This pattern persists in the aggregated set of experiments, which are presented in Table 10. The increased number of annotations per sample has the effect of smoothing the noise and the marked differences between the two experiments are now much less pronounced (a result akin to the Simpson’s paradox). However, in all four methods presented in the Table (columns 1–4), there is still a steep rise in the annotations of toxicity and sarcasm for the experiments with contextual information. There is also a stronger association between sarcasm and toxicity (column 5).

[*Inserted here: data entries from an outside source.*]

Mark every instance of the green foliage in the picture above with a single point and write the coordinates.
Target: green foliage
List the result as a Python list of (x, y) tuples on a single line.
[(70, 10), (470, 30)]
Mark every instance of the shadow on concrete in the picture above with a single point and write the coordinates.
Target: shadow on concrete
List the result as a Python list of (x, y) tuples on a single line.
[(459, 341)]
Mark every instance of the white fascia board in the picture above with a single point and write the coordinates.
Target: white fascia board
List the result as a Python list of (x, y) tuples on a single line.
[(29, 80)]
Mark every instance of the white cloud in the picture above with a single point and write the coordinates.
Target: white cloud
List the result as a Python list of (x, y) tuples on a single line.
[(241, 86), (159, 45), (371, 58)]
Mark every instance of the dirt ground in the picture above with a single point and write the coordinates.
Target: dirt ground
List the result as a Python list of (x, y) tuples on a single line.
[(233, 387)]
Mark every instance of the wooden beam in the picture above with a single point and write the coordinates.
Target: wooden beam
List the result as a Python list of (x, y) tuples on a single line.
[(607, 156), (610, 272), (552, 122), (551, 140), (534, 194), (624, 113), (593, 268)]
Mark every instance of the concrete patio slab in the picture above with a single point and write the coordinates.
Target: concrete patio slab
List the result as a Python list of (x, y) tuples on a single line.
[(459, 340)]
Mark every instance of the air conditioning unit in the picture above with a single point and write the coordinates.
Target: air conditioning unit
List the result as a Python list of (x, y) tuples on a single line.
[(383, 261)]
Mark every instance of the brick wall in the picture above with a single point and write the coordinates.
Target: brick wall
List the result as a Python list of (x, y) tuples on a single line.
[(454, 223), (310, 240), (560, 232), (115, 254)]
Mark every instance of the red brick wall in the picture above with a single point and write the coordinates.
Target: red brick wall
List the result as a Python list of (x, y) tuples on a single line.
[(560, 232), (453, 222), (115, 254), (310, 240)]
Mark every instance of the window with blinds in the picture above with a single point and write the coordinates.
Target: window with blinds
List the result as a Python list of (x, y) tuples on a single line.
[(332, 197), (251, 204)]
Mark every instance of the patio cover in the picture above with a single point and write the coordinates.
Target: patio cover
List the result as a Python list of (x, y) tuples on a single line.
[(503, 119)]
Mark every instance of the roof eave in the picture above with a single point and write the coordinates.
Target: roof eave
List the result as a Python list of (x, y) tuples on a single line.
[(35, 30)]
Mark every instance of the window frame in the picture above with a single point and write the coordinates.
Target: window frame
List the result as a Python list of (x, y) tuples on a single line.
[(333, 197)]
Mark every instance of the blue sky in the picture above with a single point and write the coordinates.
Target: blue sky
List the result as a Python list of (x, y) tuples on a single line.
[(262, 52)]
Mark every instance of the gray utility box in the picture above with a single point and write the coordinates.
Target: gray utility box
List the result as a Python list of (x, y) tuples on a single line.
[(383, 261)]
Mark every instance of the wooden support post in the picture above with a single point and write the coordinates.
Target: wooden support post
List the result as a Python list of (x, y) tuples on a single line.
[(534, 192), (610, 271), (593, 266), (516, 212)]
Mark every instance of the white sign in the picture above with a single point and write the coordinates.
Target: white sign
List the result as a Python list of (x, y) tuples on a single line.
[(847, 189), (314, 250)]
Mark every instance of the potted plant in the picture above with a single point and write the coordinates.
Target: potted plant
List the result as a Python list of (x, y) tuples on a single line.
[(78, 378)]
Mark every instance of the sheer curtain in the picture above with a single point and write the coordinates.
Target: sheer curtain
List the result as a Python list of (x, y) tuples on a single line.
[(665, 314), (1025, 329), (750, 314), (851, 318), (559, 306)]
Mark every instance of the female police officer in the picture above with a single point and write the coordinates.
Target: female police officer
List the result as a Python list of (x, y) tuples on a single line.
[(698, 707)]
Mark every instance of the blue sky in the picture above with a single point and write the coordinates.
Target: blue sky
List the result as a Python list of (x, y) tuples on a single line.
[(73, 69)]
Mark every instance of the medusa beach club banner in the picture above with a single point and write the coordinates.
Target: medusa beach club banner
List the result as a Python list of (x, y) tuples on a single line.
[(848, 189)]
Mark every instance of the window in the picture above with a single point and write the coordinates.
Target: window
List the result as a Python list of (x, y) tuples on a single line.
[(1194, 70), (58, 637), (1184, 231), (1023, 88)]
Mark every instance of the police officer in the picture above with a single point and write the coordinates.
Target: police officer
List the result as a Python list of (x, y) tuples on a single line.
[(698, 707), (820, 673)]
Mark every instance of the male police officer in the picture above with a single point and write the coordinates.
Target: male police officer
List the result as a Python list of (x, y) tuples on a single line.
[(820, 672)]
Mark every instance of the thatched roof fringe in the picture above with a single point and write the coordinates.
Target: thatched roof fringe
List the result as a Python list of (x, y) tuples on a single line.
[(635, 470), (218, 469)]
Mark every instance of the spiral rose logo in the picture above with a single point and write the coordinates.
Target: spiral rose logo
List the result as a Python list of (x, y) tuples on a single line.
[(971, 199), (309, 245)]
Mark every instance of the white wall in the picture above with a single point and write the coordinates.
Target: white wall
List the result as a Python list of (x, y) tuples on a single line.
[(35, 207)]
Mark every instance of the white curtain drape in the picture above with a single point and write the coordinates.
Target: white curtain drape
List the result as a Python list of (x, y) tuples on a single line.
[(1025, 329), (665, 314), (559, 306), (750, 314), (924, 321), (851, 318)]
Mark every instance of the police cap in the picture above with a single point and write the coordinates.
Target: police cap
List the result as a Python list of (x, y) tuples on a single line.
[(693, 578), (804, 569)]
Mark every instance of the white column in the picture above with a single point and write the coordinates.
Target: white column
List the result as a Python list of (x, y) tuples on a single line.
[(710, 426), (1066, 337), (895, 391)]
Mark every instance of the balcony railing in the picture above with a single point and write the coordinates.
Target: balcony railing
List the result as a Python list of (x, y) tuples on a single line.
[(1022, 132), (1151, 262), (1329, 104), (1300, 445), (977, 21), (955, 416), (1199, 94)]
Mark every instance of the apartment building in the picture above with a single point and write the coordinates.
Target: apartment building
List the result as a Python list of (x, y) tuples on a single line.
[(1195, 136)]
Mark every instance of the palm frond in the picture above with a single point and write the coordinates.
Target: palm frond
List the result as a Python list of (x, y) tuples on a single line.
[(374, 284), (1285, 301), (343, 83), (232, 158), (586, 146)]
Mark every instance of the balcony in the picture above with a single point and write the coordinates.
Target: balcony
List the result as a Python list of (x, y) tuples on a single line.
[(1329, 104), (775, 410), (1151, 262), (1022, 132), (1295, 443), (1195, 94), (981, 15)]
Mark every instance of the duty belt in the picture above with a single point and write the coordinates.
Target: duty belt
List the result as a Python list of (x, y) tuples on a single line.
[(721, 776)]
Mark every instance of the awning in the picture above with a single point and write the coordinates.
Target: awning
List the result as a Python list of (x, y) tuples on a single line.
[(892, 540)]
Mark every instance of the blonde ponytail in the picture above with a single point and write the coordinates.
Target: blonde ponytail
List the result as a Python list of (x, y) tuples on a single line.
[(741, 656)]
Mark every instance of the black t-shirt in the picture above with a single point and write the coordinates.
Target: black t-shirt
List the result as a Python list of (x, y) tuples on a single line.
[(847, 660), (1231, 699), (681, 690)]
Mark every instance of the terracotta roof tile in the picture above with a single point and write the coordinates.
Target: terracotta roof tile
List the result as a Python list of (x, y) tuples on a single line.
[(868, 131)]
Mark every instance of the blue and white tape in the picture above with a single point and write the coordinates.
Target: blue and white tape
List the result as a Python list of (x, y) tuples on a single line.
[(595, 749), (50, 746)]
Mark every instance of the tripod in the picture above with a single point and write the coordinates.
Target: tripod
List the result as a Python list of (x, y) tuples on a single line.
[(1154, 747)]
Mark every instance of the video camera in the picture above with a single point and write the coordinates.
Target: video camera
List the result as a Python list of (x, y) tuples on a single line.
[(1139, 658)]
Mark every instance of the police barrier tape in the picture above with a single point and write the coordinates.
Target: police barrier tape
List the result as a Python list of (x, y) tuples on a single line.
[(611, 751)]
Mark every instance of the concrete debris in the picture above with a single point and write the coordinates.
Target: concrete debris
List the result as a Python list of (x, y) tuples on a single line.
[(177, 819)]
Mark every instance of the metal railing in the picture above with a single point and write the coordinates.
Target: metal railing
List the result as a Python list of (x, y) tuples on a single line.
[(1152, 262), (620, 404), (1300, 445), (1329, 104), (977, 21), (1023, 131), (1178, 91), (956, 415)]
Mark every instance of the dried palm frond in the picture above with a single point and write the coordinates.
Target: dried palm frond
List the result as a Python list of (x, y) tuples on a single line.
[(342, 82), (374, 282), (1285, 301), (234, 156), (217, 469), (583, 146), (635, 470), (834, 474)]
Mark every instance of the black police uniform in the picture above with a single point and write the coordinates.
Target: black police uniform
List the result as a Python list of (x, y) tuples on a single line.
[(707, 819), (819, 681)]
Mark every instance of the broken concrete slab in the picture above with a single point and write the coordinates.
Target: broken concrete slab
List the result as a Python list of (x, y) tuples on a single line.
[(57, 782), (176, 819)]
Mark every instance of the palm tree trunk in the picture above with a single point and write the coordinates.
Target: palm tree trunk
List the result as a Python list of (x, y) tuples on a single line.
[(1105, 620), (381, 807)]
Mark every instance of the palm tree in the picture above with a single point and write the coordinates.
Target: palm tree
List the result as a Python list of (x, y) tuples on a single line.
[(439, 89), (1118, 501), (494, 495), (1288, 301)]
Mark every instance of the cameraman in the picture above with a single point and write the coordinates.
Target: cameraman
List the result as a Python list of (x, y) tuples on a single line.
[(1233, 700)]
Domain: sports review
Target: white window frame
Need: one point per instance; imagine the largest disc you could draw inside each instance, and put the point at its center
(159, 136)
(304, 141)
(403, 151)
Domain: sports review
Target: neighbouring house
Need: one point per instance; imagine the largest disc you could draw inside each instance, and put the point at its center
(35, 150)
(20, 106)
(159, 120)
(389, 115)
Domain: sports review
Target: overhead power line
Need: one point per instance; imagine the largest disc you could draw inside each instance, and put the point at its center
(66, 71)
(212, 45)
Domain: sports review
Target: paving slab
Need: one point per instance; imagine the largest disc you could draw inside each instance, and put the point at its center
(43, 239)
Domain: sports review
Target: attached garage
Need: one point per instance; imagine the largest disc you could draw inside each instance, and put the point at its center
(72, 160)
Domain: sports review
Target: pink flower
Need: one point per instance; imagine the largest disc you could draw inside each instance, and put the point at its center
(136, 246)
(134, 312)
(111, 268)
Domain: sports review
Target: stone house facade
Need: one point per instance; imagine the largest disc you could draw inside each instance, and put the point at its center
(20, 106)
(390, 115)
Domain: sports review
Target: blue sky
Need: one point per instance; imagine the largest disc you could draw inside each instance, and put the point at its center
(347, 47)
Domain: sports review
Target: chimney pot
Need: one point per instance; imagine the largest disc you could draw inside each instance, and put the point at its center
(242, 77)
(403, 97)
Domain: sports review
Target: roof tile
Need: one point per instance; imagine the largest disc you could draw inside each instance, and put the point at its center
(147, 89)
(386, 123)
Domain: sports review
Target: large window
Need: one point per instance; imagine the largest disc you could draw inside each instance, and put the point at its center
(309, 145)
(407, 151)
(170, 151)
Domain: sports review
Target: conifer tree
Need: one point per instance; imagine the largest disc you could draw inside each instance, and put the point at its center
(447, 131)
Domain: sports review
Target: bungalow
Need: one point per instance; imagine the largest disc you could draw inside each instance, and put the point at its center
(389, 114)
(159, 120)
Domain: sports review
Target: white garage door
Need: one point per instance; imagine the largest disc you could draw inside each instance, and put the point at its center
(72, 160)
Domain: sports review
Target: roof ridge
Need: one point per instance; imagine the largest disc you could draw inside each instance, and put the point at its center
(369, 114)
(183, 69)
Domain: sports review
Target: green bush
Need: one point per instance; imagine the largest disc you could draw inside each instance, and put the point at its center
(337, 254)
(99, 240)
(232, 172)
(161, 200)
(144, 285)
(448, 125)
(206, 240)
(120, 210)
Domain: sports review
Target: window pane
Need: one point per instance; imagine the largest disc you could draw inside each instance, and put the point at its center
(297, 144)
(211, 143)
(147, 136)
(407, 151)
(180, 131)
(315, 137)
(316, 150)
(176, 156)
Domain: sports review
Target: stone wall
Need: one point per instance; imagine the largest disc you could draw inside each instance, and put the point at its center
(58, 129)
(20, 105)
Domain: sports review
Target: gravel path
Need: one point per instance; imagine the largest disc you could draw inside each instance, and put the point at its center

Table 10. Aggregated summary of annotations, for contextual versus non-contextual experiments. The first two columns show the percentage of toxic votes, as agreed by the majority and as agreed by highly confident annotations only. The same percentage is also shown for sarcasm (Sarcasm MV), along with the rate at which these sarcastic samples are also toxic. ALOTV is the percentage of samples with at least one toxic annotation. All percentages are calculated over the total number of samples

We also note that the difficulty to decide whether the sample is toxic in the absence of context has its frequent feedback from the annotators. This was true across workers in all of our experiments. Here is a sample feedback that we received: ’Sometimes it is difficult to know if a comment is toxic or if it was said sarcastically with just one sentence. It would be necessary to see other phrases of the conversation to know exactly in what context it was said“.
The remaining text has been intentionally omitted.